We had an incident where an attorney was turned in for sexual harassment for discussing the details of a pending sexual assault case with the law court of assigned judge. It got so bad I discussed it with the judge to seek fair treatment of the defense attorney, a friend of mine. It turned out the judge in fact was livid her clerk thought that frank discussion regarding sexual case details including the coarse language actually encountered in a trial setting could not be handled dispassionately by the law clerk.

The professor just showed how many people in his class are completely unsuited to the practice of law — in any context.

More and more I am becoming convinced that these so-called “students” need to be given crayons and coloring books and kept in a room with no hard surfaces or sharp edges.

As long as the black community keeps the word in their lexicon it’s fair game. While I rarely hear a white person use the word, I hear black people, mostly entertainers, use it a lot and without public criticism. Give the professor a medal. We cannot have two set of rules.

The professor was of course right to use the word to make his point, but the point he made is completely wrong. It’s uncertain whether the “fighting words” doctrine still exists in US law, but he may well be correct that it does, for a very few words, including this one. But he mischaracterizes what that doctrine says. If it survives, and applies to this word, then a legislature may ban its use as an insult directed at a specific person, and one who so uses it may be arrested. It does not classify such use as “aggression”, it does not justify the person so insulted attacking the speaker, and it does not preclude the speaker from legitimately defending himself from such an attack.

    EEllis in reply to Milhouse. | March 5, 2018 at 12:03 pm

    In Illinois the term is provokes.

    Sec. 7-4. Use of force by aggressor. The justification described in the preceding Sections of this Article is not available to a person who:
    (a) is attempting to commit, committing, or escaping

    after the commission of, a forcible felony; or
    (b) initially provokes the use of force against

    himself, with the intent to use such force as an excuse to inflict bodily harm upon the assailant; or
    (c) otherwise initially provokes the use of force

    against himself, unless:
    (1) such force is so great that he reasonably

    believes that he is in imminent danger of death or great bodily harm, and that he has exhausted every reasonable means to escape such danger other than the use of force which is likely to cause death or great bodily harm to the assailant; or
    (2) in good faith, he withdraws from physical

    contact with the assailant and indicates clearly to the assailant that he desires to withdraw and terminate the use of force, but the assailant continues or resumes the use of force.

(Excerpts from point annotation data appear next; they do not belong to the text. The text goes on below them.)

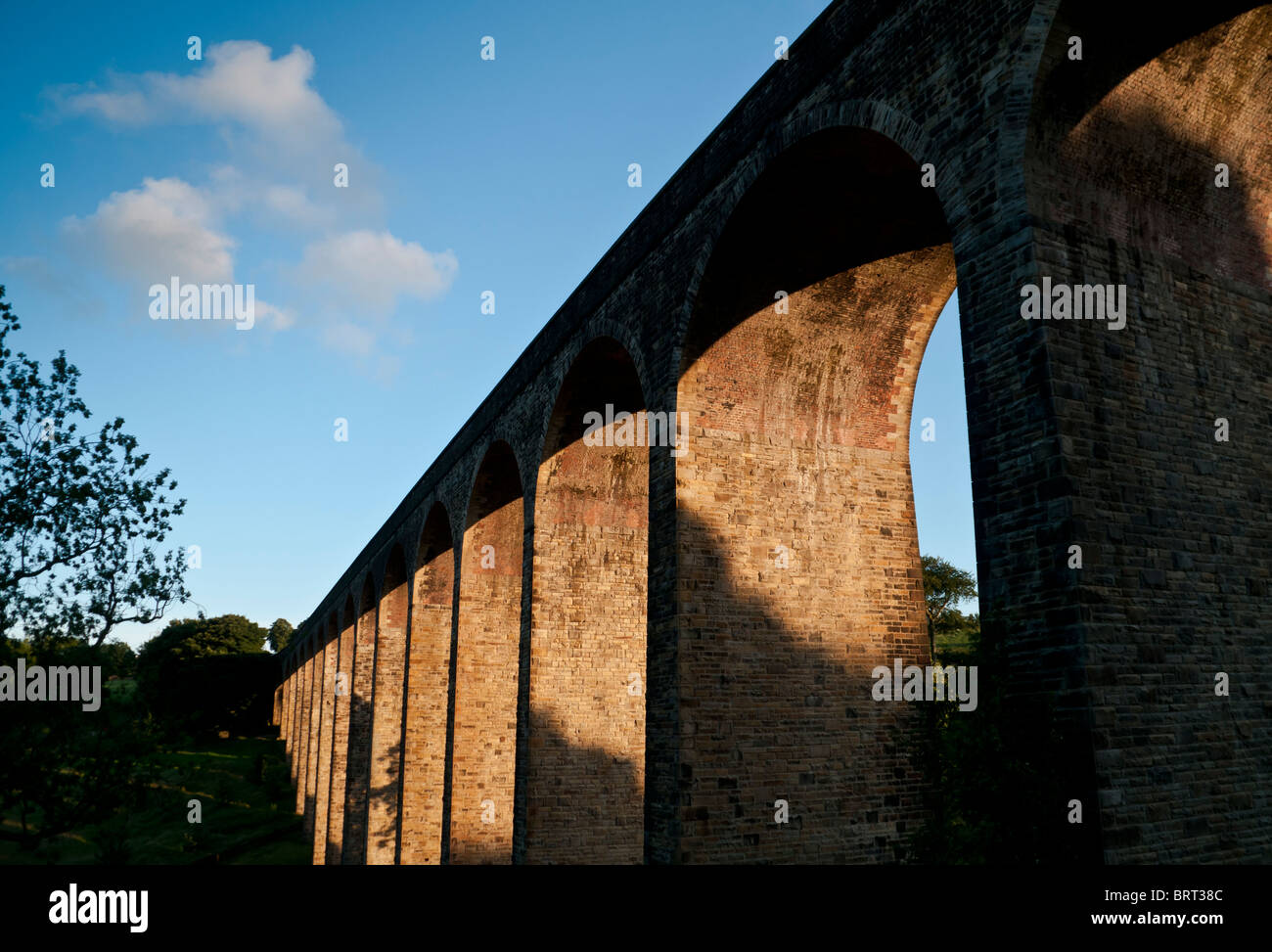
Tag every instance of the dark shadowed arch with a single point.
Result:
(1126, 191)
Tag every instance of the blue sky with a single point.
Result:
(466, 174)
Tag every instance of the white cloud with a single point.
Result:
(148, 234)
(372, 270)
(238, 81)
(274, 317)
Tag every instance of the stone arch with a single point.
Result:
(797, 557)
(431, 668)
(1120, 181)
(304, 707)
(487, 659)
(343, 693)
(360, 706)
(840, 114)
(586, 686)
(330, 634)
(386, 768)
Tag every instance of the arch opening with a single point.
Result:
(799, 567)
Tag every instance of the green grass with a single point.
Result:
(247, 812)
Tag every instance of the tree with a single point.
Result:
(79, 517)
(280, 635)
(944, 587)
(200, 638)
(203, 675)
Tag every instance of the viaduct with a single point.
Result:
(568, 646)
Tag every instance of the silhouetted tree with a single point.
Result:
(280, 635)
(79, 519)
(944, 587)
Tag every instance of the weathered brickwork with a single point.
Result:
(327, 693)
(386, 727)
(780, 291)
(432, 630)
(300, 762)
(490, 622)
(316, 728)
(340, 735)
(585, 783)
(359, 752)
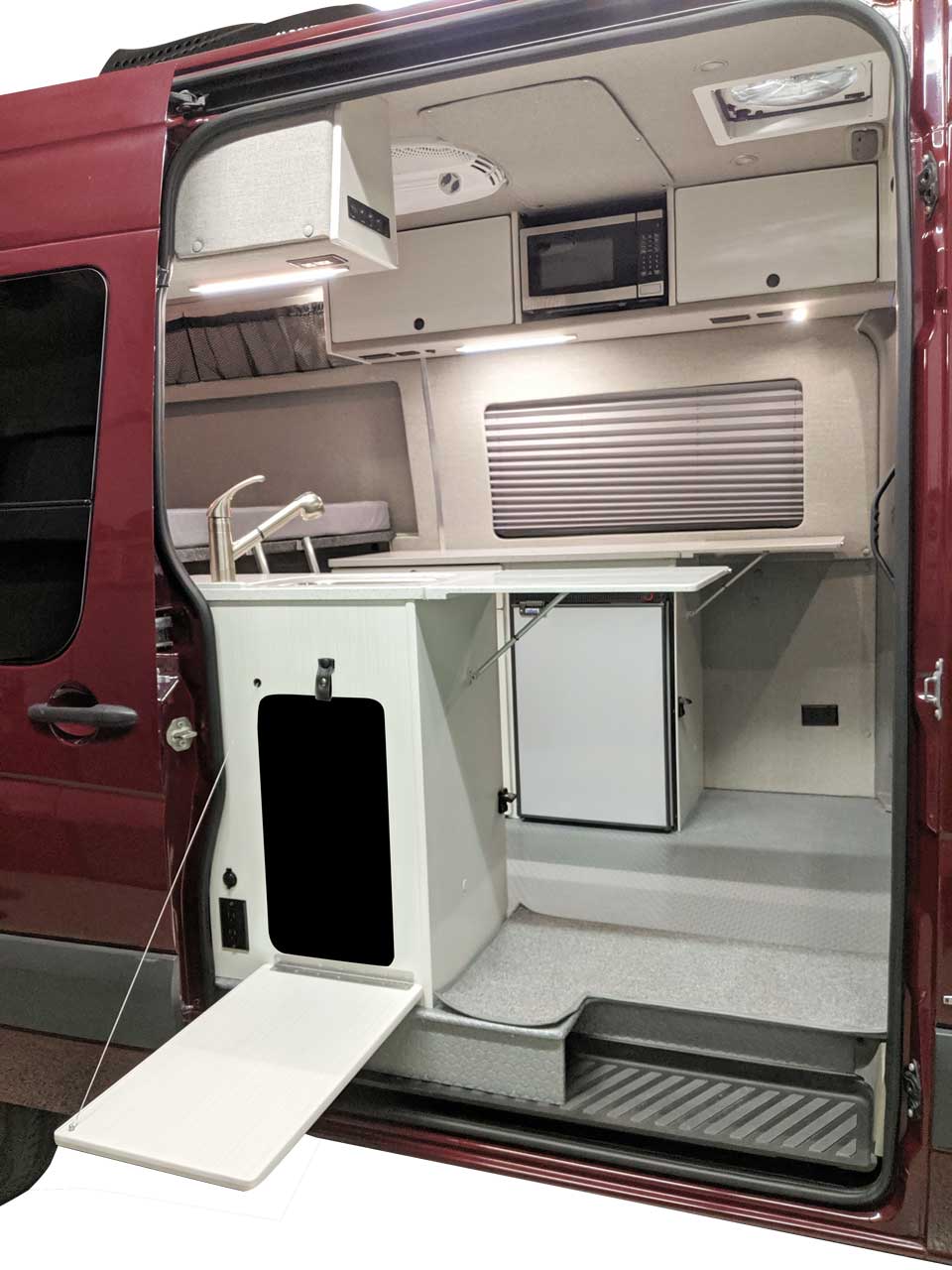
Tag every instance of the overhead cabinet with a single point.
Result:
(451, 277)
(313, 197)
(806, 229)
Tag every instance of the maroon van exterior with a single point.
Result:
(90, 835)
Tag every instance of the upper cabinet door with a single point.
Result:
(80, 752)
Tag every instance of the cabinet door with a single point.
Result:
(451, 277)
(774, 234)
(593, 706)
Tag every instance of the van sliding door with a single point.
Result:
(81, 815)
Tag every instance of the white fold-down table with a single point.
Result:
(359, 862)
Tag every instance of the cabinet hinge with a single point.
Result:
(185, 103)
(912, 1088)
(928, 183)
(930, 694)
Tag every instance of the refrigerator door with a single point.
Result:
(593, 710)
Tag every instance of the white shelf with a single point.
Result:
(394, 584)
(507, 558)
(844, 302)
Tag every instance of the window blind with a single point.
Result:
(724, 457)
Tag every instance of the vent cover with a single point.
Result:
(430, 175)
(725, 457)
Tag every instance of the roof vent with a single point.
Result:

    How anyone can think that the scenario originally mentioned would not meet the the necessary level of provocation I don’t get. Normal use of that word would cause a regular person to believe that an assault is the likely result. If you know, or a reasonable person would know, that the use will result in force being used against you the you have removed your self defence justification. Barring that you tried to get away and you think you might get killed of course.

DINORightMarie | March 6, 2018 at 12:49 am

Those who were offended should be removed from law school. They don’t belong in the profession. They can’t handle reality – and just imagine one of them trying to defend someone……I would NOT want any one of those people so easily offended by this hypothetical (that could happen – and probably has) to be anywhere on my legal team.

No refund. Fail them. Dismiss them from the law school.

(Aside – to me it is like a medical student who is offended by seeing a person’s naked body – male or female, alive or dead – and complaining about it. They don’t belong in medical school if they can’t deal with nudity or corpses. Period.)